I hear ya, Kingfisher, but I sorta like to get away from people when possible. If a little drive and hike gets me somewhere more peaceful, that's where I want to be. Guess I'm a tourist who wants to get away from other tourists. This will be a bonus week for me, on the cheap, with the in-laws. I would never plan a trip to Myrtle Beach. Just not my thing. Thanks for the reply.


----------



## Phaedrus (Mar 25, 2011)

HBSP will be your thing. Went down there last year and fished with my daughter on a beautiful early summer day and barely saw anyone. A lot of dedicated fishermen will walk all the way north to the jetty, but you will definitely have your space. Once you get in to Georgetown, there are some great beaches.

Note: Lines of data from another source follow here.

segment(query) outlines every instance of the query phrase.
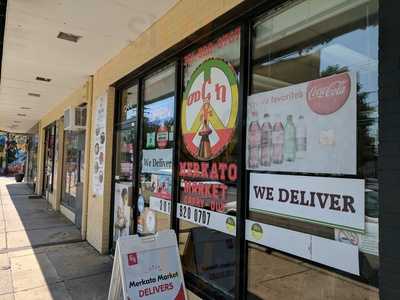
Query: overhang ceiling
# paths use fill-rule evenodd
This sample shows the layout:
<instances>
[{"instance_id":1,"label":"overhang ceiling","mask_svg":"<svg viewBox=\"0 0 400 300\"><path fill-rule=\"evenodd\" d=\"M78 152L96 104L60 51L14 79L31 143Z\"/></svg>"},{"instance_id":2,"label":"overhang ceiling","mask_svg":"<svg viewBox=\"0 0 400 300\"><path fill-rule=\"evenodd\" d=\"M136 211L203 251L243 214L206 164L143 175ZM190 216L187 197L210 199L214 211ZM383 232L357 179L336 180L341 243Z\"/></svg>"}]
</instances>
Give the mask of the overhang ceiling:
<instances>
[{"instance_id":1,"label":"overhang ceiling","mask_svg":"<svg viewBox=\"0 0 400 300\"><path fill-rule=\"evenodd\" d=\"M176 2L8 0L0 130L28 131ZM58 39L59 32L81 38L77 43Z\"/></svg>"}]
</instances>

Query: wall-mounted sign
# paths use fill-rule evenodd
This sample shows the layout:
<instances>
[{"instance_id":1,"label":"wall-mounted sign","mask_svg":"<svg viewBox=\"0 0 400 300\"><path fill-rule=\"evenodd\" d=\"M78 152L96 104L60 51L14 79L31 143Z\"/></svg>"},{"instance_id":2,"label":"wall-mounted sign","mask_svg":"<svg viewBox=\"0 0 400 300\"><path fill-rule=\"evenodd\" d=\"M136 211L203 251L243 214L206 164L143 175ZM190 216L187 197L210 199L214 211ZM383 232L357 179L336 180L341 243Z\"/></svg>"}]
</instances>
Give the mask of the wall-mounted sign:
<instances>
[{"instance_id":1,"label":"wall-mounted sign","mask_svg":"<svg viewBox=\"0 0 400 300\"><path fill-rule=\"evenodd\" d=\"M178 219L215 229L233 236L236 235L235 216L181 203L177 204L176 215Z\"/></svg>"},{"instance_id":2,"label":"wall-mounted sign","mask_svg":"<svg viewBox=\"0 0 400 300\"><path fill-rule=\"evenodd\" d=\"M108 299L187 299L176 241L173 230L120 238Z\"/></svg>"},{"instance_id":3,"label":"wall-mounted sign","mask_svg":"<svg viewBox=\"0 0 400 300\"><path fill-rule=\"evenodd\" d=\"M182 101L186 150L196 159L217 157L231 141L238 112L235 70L222 59L207 59L193 72Z\"/></svg>"},{"instance_id":4,"label":"wall-mounted sign","mask_svg":"<svg viewBox=\"0 0 400 300\"><path fill-rule=\"evenodd\" d=\"M361 179L250 174L250 210L364 231Z\"/></svg>"},{"instance_id":5,"label":"wall-mounted sign","mask_svg":"<svg viewBox=\"0 0 400 300\"><path fill-rule=\"evenodd\" d=\"M143 150L142 172L169 174L172 170L172 148Z\"/></svg>"},{"instance_id":6,"label":"wall-mounted sign","mask_svg":"<svg viewBox=\"0 0 400 300\"><path fill-rule=\"evenodd\" d=\"M248 98L247 168L356 174L354 72Z\"/></svg>"},{"instance_id":7,"label":"wall-mounted sign","mask_svg":"<svg viewBox=\"0 0 400 300\"><path fill-rule=\"evenodd\" d=\"M104 192L104 157L106 153L106 121L107 95L100 96L96 101L95 138L93 162L93 195L102 196Z\"/></svg>"},{"instance_id":8,"label":"wall-mounted sign","mask_svg":"<svg viewBox=\"0 0 400 300\"><path fill-rule=\"evenodd\" d=\"M246 240L360 275L354 245L251 220L246 220Z\"/></svg>"}]
</instances>

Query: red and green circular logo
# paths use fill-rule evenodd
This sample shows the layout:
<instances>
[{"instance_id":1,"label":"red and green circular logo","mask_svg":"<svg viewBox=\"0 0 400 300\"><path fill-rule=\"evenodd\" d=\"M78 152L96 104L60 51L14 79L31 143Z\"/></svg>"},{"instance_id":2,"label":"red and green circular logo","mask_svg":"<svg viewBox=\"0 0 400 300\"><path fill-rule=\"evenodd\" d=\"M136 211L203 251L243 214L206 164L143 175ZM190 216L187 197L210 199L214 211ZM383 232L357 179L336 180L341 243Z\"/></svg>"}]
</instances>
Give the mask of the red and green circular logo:
<instances>
[{"instance_id":1,"label":"red and green circular logo","mask_svg":"<svg viewBox=\"0 0 400 300\"><path fill-rule=\"evenodd\" d=\"M181 125L187 151L198 160L217 157L232 140L239 93L235 70L207 59L193 72L183 96Z\"/></svg>"}]
</instances>

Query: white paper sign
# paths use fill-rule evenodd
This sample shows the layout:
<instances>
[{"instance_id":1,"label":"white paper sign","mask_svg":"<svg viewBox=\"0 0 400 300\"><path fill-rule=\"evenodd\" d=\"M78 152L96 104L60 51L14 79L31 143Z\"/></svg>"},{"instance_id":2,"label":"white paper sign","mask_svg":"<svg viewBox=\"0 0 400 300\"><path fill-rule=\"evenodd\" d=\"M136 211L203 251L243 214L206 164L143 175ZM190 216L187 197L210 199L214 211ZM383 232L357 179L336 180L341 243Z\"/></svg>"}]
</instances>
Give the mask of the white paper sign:
<instances>
[{"instance_id":1,"label":"white paper sign","mask_svg":"<svg viewBox=\"0 0 400 300\"><path fill-rule=\"evenodd\" d=\"M172 148L143 150L142 172L171 174Z\"/></svg>"},{"instance_id":2,"label":"white paper sign","mask_svg":"<svg viewBox=\"0 0 400 300\"><path fill-rule=\"evenodd\" d=\"M118 239L108 299L185 300L186 290L173 230Z\"/></svg>"},{"instance_id":3,"label":"white paper sign","mask_svg":"<svg viewBox=\"0 0 400 300\"><path fill-rule=\"evenodd\" d=\"M250 210L364 231L361 179L250 174Z\"/></svg>"},{"instance_id":4,"label":"white paper sign","mask_svg":"<svg viewBox=\"0 0 400 300\"><path fill-rule=\"evenodd\" d=\"M93 195L102 196L104 192L104 159L106 153L106 121L107 95L100 96L96 101L95 139L93 163Z\"/></svg>"},{"instance_id":5,"label":"white paper sign","mask_svg":"<svg viewBox=\"0 0 400 300\"><path fill-rule=\"evenodd\" d=\"M157 212L170 215L171 214L171 201L150 196L150 208Z\"/></svg>"},{"instance_id":6,"label":"white paper sign","mask_svg":"<svg viewBox=\"0 0 400 300\"><path fill-rule=\"evenodd\" d=\"M178 219L236 235L236 217L186 204L177 204Z\"/></svg>"},{"instance_id":7,"label":"white paper sign","mask_svg":"<svg viewBox=\"0 0 400 300\"><path fill-rule=\"evenodd\" d=\"M360 274L358 248L354 245L251 220L246 220L246 240L352 274Z\"/></svg>"},{"instance_id":8,"label":"white paper sign","mask_svg":"<svg viewBox=\"0 0 400 300\"><path fill-rule=\"evenodd\" d=\"M250 96L247 168L355 175L356 85L345 72Z\"/></svg>"},{"instance_id":9,"label":"white paper sign","mask_svg":"<svg viewBox=\"0 0 400 300\"><path fill-rule=\"evenodd\" d=\"M129 235L131 226L132 183L116 183L114 188L114 234L113 240Z\"/></svg>"}]
</instances>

Almost forgot this little nugget- Perry's bait and tackle in Murrells Inlet consistently has the best FRESH and unfrozen bait. They had whole Spanish and other fish for really good prices. You pass there on the way. Call them before you go to Garden City to see what they have.


----------



## DustMan3 (Aug 30, 2009)

Yeah i wouldnt do it in Horry county. Just go down to georgetown not that far, then you dont have to be lookin over your shoulder the whole time. And if it prime time in the summer, i wouldnt want my big hooks in the water and there be a shark attack near me. But thats just my opinion. I have shark fished and caught acouple but i only do it at the jettys now.


----------



## Chugg'n & plug'n (Jul 3, 2006)

you'll get busted quickly in horry county sharking in the summer. too many tourists. i'd do the drive like everyone else said


----------